1920’lerde Washington, D.C.’de nörolog olarak çalışmaya başlayan Freeman, St. Elizabeths Akıl Hastanesi’nde görev yaparken ağır ruhsal bozuklukları olan hastaların acılarına ilk elden tanıklık etti. Bu deneyim, onu yalnızca semptomları baskılayan değil, kalıcı çözümler sunan bir tedavi yöntemi aramaya itti. Freeman, tarihler 1935 yılını gösterdiğinde Portekizli doktorAntonia Egas Moniz’in ‘leukotomi’ adını verdiği yeni bir beyin ameliyatını öğrendi ve bu tekniği geliştirerekABD’de uygulamaya başladı. İlk lobotomi operasyonunu 1936 yılında cerrah James Watts ile gerçekleştiren Freeman’ın amacı beynin ön loblarındaki bağlantıları keserek davranış bozukluklarını düzeltmekti. Ancak ne yazık ki işler hiç de planlandığı gibi gitmedi. Tek isteği zihinsel hastalıklara çare olmaktı ama uyguladığı yöntem tam bir felakete dönüştü. Yüzlerce kişi onun ‘tedavi’ metoduyla ya hayatını kaybetti ya da bir daha toparlanamadı.

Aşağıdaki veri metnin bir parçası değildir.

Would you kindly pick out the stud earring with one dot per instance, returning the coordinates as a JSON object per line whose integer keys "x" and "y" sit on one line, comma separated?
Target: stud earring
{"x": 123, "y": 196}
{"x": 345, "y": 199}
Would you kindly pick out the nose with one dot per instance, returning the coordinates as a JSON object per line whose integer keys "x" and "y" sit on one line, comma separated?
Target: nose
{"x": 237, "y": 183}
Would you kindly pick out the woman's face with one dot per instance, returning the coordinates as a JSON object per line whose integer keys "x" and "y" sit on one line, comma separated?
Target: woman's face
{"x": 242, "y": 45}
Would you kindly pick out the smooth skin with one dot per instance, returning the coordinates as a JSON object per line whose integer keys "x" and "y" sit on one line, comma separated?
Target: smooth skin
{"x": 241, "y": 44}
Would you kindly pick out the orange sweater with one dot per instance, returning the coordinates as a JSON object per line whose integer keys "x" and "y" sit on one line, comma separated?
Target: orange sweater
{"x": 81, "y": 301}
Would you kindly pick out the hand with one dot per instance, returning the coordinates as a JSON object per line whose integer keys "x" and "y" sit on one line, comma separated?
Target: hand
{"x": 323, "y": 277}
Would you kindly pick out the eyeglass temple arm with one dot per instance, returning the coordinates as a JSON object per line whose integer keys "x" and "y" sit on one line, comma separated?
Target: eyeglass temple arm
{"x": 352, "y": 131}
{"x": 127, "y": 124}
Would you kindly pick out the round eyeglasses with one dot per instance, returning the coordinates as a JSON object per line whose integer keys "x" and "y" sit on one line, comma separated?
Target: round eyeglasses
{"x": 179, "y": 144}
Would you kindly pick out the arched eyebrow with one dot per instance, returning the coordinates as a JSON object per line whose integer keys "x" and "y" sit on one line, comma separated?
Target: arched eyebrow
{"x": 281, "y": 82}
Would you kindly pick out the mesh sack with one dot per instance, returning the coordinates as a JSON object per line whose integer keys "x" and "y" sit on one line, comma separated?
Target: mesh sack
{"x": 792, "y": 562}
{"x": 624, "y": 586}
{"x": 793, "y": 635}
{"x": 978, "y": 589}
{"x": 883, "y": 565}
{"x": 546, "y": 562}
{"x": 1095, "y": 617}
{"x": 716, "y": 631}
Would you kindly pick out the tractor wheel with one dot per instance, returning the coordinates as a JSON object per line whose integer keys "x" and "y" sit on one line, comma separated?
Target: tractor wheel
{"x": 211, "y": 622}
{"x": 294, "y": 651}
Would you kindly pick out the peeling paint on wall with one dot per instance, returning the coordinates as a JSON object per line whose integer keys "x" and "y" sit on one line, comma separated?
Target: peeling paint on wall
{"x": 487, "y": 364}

İLK AMELİYATINI 63 YAŞINDAKİ BİR KADINA YAPTI
ABD’li nöropsikiyatrist Walter Freeman, Moniz’in çalışmalarından etkilendi ve kendisi de deney yapmaya karar verdi. Freeman, akıl hastalığının aşırı aktif duygulardan kaynaklandığına ve eğer beyin kesilirse bu duyguları etkili bir şekilde keseceğine inanıyordu. Freeman, kadavralar üzerinde birkaç hafta çalıştıktan sonra ABD’deki ilk frontal lobotomiyi, kaygı ve depresyondan muzdarip olduğuna inanılan Kansaslı ev hanımı olan 63 yaşındaki Alice Hood Hammatt üzerinde gerçekleştirdi. Freeman, Hammatt’ın kafatasının sol ve sağ ön lobları üzerinde delikler açtı. Daha sonra sol taraftaki delikten beynin açıkta kalan kısmına bir lökotom (dar bir şaft) yerleştirdi. Freeman, ameliyatı takip eden haftalarda, Hammatt’ın konvülsiyon geçirmesine rağmen operasyonun başarılı olduğunu açıkladı. Hammatt, hayatının son yıllarını akıl hastanelerinden uzakta geçirmeyi başarmasına rağmen ameliyattan 5 yıl sonra öldü.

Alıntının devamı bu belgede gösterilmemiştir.